There was a cocktail article over the weekend in the Chronicle called "Bars looking for more niches in cocktail lists." If not a good article, it was at least well-intentioned. I'm not sure what point the piece was trying to make, as the topics discussed have been floating around for several years, at least.
Maybe it could have been a little more focused. For instance, if it was saying, "is it okay for bars like Heaven's Dog to not carry things like Coke or cranberry juice to satisfy their customers?"--that's a conversation worth having. Likewise, there was good, if familiar, stuff from Thad Vogler. His Bar Agricole, due sometime at the end of the year, is poised to make a big splash. But his list at Camino also made some noise with drinks that he and the owners wanted "to pay as much homage to the farm-to-table movement as the food." Consequently the "cocktails, which are nameless and described only by their ingredients, are made with seasonal produce and herbs." So you can't just go and ask for a Cosmo or a Corpse Reviver there--you have to order off the list. (Tip: if you're really jonesing for a margarita at Camino, don't ask for it by name, because it's probably not on the list. Just hope they have local limes in, and try asking for an "agave spirit, lime, and orange liqueur beverage" and they might respond favorably.)

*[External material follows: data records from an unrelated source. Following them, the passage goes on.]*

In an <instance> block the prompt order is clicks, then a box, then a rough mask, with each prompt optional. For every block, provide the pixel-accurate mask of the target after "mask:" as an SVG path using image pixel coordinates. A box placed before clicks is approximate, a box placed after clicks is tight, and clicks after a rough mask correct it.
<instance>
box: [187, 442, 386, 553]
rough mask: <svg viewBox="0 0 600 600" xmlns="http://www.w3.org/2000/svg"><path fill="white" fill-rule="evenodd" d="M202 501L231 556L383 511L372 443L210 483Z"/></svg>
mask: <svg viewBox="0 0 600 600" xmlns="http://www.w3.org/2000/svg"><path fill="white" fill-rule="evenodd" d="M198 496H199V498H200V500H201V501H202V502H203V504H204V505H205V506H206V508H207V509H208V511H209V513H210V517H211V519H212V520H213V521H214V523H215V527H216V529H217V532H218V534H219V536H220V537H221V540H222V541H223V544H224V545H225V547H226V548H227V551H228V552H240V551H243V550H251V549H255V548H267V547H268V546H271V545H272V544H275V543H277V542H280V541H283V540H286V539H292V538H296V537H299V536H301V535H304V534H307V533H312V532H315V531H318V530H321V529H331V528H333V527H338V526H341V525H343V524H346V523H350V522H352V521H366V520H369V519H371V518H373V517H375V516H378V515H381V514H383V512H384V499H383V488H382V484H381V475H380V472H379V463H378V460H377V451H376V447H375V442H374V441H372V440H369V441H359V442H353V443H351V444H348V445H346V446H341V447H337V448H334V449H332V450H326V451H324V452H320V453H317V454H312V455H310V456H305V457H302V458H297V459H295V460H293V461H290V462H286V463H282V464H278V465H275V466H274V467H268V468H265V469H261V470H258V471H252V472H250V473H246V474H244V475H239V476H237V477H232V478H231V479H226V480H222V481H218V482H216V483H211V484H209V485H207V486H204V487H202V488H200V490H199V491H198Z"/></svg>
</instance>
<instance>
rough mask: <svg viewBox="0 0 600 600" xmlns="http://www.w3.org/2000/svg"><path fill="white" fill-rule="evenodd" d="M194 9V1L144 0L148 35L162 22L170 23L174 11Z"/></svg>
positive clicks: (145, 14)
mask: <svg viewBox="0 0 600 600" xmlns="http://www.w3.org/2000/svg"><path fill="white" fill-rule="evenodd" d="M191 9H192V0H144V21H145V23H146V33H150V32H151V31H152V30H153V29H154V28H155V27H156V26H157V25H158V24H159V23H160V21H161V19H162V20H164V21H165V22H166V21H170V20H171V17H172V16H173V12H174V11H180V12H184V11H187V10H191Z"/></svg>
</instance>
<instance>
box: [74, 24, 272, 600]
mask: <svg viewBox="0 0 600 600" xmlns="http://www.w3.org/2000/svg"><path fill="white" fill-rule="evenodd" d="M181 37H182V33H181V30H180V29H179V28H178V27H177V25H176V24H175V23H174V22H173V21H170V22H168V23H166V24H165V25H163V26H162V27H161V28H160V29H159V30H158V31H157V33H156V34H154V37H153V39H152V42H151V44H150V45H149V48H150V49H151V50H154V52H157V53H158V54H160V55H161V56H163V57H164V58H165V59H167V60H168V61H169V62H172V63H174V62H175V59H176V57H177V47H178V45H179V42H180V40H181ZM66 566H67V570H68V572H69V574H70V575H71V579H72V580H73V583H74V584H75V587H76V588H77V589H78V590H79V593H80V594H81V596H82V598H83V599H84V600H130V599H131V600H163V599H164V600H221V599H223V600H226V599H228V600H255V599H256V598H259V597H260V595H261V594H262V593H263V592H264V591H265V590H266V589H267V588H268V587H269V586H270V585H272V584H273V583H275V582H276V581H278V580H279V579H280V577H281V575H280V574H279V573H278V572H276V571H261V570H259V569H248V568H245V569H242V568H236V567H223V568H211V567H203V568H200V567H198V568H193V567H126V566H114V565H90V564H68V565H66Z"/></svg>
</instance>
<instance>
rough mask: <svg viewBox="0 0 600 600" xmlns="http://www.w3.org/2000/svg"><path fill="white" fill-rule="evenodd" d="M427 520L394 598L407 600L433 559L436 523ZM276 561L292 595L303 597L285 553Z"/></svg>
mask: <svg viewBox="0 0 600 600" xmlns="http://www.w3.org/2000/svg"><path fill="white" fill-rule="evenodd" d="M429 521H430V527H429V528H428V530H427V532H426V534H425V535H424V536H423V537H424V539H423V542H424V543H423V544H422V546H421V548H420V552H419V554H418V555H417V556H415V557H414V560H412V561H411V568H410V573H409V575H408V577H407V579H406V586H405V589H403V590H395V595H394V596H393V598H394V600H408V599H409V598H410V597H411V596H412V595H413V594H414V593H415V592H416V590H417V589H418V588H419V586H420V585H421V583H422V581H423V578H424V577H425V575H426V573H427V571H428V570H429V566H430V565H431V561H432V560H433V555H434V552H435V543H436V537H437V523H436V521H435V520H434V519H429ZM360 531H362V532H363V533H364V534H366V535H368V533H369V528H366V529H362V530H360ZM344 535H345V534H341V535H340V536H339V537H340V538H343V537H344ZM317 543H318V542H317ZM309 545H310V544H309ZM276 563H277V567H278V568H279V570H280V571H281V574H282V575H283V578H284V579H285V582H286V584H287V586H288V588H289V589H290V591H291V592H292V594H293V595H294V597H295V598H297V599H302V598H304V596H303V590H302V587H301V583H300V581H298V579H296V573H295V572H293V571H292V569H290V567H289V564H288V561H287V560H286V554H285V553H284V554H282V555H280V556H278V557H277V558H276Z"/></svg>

By the way, I'm cool with bars not stocking Coke or cran, but when it comes to limes and lemons, I say, you gotta have it. Of course the more fresh, local ingredients you can use, the better. In fact, this is the best time to be doing it, as the farmers' markets are brimming with good stuff. However, there are limits of good taste when it comes to these ingredients. Take the zucchini.
Zucchinis must be really easy to grow, because they've taken over practically every stall at the markets like pigeons on an old church. I can't say that zucchinis--ever bland and often mushy--do much for me as food. But as cocktails--even less. Thus, it was with a bit of a sour face that I tried out Food Network host Claire Robinson's (who?) recipe for the Zucchini Tini, which I found reprinted in the Seattle Times. Let's just say that "insipid" is too kind a word.
Let's just say that there's much better stuff at the markets to be working with right now. Just last night at Cantina, I was shaking with Frog Hollow peaches (with Pisco and basil) and Dirty Girl tomatoes (with Hendricks gin). Delicious.